Philosopher, psychologist and historian Max Weber, gives a pointed definition of the obfuscation and confusion of ideas caused by expressing something simple, almost intuitive, with complicated terms and abstruse phrasing – mimicking the language of a certain falsified type of ‘science’.
He says and I quote, “The use of psychological terminology would simply tempt us to elevate, in an amateurish way, what is directly comprehensible and even trivial to the level of scholarly erudition, and thus to create the false impression of an enhanced conceptual precision.”

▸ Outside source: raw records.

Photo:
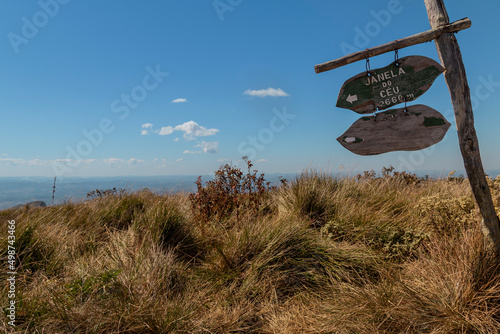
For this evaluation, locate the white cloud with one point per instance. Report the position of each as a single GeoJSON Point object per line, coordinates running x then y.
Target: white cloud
{"type": "Point", "coordinates": [113, 161]}
{"type": "Point", "coordinates": [134, 161]}
{"type": "Point", "coordinates": [23, 162]}
{"type": "Point", "coordinates": [209, 147]}
{"type": "Point", "coordinates": [265, 92]}
{"type": "Point", "coordinates": [166, 130]}
{"type": "Point", "coordinates": [192, 129]}
{"type": "Point", "coordinates": [147, 127]}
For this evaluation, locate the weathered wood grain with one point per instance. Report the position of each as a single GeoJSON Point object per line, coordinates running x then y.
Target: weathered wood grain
{"type": "Point", "coordinates": [456, 79]}
{"type": "Point", "coordinates": [402, 81]}
{"type": "Point", "coordinates": [420, 38]}
{"type": "Point", "coordinates": [395, 130]}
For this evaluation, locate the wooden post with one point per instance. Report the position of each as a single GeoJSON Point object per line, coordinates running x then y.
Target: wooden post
{"type": "Point", "coordinates": [399, 44]}
{"type": "Point", "coordinates": [456, 79]}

Weber specifically refers to psychological and psychiatric terminology.  But we may agree that ‘elevating what is directly comprehensible to the level of scholarly erudition to create the false impression of an enhanced conceptual precision’ is a widespread phenomenon.
The ‘success’ of this type of language is enhanced by the status that the regime media inherently attributes and confers to the idea of science, even when some so-called ‘scientists’ are of dubious scientific and even more dubious ethical reputation. Let us remember, for example, the stubbornness with which, notably during the Covid phenomenon, various so-called ‘scientists’ held to their views, rejecting those of other scientists who disagreed both with the diagnosis, the cures and the vaccines for ‘Covid’. In these cases the words of writer Upton Sinclair offer, perhaps, the most logical explanation and are worthy of a repetition, “It is difficult to get a man to understand something, when his salary depends on his not understanding it.” A frightful truth, considering that this false understanding of Covid has led to the death of thousands if not millions.

Anyway, the conclusions we can draw from today’s quote almost naturally lead to another equally pointed Shakespearean quote. For those who cannot tell an honest tale are equally and often “false of heart, light of ear, bloody of hand; hogs in sloth, foxes in stealth, wolves in greediness, dogs in madness and lions in prey.” That quote, by the way, is from King Lear.